The Lincolnshire police said that Walter Wagbatsoma, fraudulently obtained funds in the UK was laundered through an account in Dubai under the control of a co-conspirator Oluwatoyin Allison.
Allison, a UK national, who was convicted in his absence at an earlier trial in April 2017, was sentenced to seven years imprisonment.
According to the police, funds were then transferred to Wagbatsoma’s account in the UK. Wagbatsoma was convicted of conspiracy to launder money in an international fraud and money laundering investigation.
The investigation, which was conducted by Lincolnshire Police Economic Crime Unit under Operation Tarlac, discovered that over £12m was defrauded from public bodies including hospital trusts, housing associations and councils around the UK.
Wagbatsoma was initially detained on a European Arrest Warrant in June 2016, while travelling through Germany. He was extradited soon afterwards and charged with conspiring with others to launder the proceeds of fraud through his business interests in the UK.
Wagbatsoma, an oil and gas businessman, was on trial in Nigeria at the time of his arrest for his part in a £1.9 billion oil subsidy fraud for which he was convicted and sentenced in his absence to 10-years imprisonment in January last year.

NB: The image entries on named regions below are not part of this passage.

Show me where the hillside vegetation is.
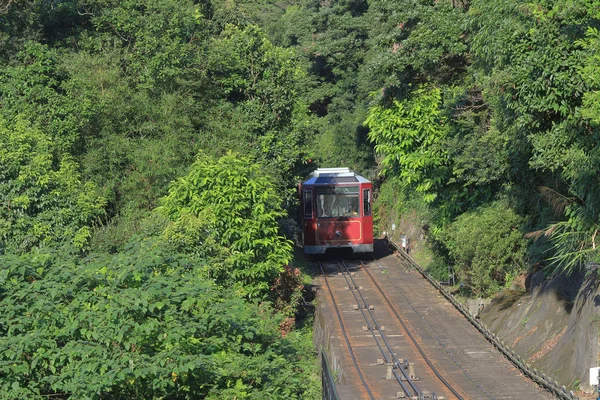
[0,0,600,399]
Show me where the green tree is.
[159,153,291,297]
[0,118,106,251]
[365,87,448,202]
[442,202,527,296]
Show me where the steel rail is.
[338,260,422,398]
[319,262,375,400]
[360,261,464,400]
[337,260,422,398]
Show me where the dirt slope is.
[480,271,600,398]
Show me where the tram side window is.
[363,189,371,215]
[304,190,312,218]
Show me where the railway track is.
[319,260,464,400]
[315,247,554,400]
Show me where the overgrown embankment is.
[481,271,600,396]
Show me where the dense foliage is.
[0,0,600,398]
[0,241,319,399]
[158,154,292,297]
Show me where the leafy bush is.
[159,153,292,297]
[442,202,527,296]
[0,117,106,251]
[0,241,319,399]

This is the third criminal trial for this operation and follows the successful conviction of 12 other defendants in the investigation which began with a complaint of fraud from Lincolnshire Partnership Foundation Trust in September 2011, in which £1.28m was fraudulently obtained by the gang.
Deputy Chief Constable Craig Naylor said: “Proceedings are now underway to recover a large amount of money, and I want to personally thank partners for their support and co-operation with us in this investigation and congratulate my officers and staff on a job well done.”